Today’s post resonates in my creative soul. During a recent conversation about creativity I heard myself say, “I need a hobby that is not also my job.” I write for work, I write for my blog, and I write for my sanity. And sometimes, I just need to slam the computer shut. Which doesn’t stunt my urge to create, however. This post explores that conundrum: when what you love becomes your work and then loses (and gains) a little bit of shine. And also, why does creating for others feel like generosity while creating for self feels selfish? I’m going to have to sit with that question for a while…
Create Challenge #36: Annie Nybo
I am lucky enough to have a job in a creative field, and blessed that my hobby (reading) is what I do (editing books).
But the downside of that is that reading and writing become work to me, and my personal reading tastes have changed drastically because of it. As my career has grown, so too has my need for another creative outlet, and so I have spent the past several years knitting, cross-stitching, and embroidering up a storm.

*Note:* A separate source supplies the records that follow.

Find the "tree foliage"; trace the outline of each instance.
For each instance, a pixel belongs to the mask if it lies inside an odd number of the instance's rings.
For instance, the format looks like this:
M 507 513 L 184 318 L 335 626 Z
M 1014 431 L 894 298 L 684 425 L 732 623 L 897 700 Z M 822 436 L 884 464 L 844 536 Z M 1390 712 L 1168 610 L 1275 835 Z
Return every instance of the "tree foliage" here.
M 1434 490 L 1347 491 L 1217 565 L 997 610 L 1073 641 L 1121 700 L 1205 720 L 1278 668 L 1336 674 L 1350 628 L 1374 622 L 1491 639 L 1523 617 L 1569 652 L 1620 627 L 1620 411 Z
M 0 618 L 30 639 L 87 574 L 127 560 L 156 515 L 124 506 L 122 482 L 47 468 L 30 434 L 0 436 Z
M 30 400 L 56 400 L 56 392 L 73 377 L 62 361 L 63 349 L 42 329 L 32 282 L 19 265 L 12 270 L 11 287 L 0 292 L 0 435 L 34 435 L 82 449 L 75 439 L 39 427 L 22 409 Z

The thing that strikes me upon writing this, however, is that I find it nearly impossible to own that talent. When people compliment my work, my first response is to tell them how easy it is. (And guys, it is. Cross stitch is really freaking easy if you can count). It feels wrong to get compliments on some hipster sayings I sew when I look at tapestries from the middle ages. Suddenly my little Darth Vader doesn’t look so great.
I can’t even literally own my own work—I find it hard to create for myself. I dream up projects for other people, but I do not have a single piece of my embroidery displayed in my room. And I think it’s because making something for myself feels selfish. What a waste of time when I could be making something as a gift.
I’m sure I’m not the only one who finds it challenging to create for themselves. To create is to be vulnerable, and it’s nerve-wracking to be so enamored of something you’ve made that you’d show it off. In the way many of us have been raised, that smacks of pride and arrogance.
But the urge to hide and deflect and demure is one I want to quash in the coming year. Because true creative freedom comes in being able to say, “I made this and it is good.” And I wanted to call attention to and honor the space within us all that knows we’re talented—even if that talent is remembering state capitols—and owning that spark.
This holiday season, I will be sewing many gifts, but in between all the projects I will be finishing one for myself, one that I’ve worked on for almost a year. As I finish, and try to finish strong, I will have to constantly remind myself that “it is good.” I don’t need to sell it or give it away, I can be proud of a job well done. That’s not arrogance, that’s understanding oneself.
Annie Nybo is a children’s book editor and lives in Brooklyn, NY, where she reads, sews, and plays video games.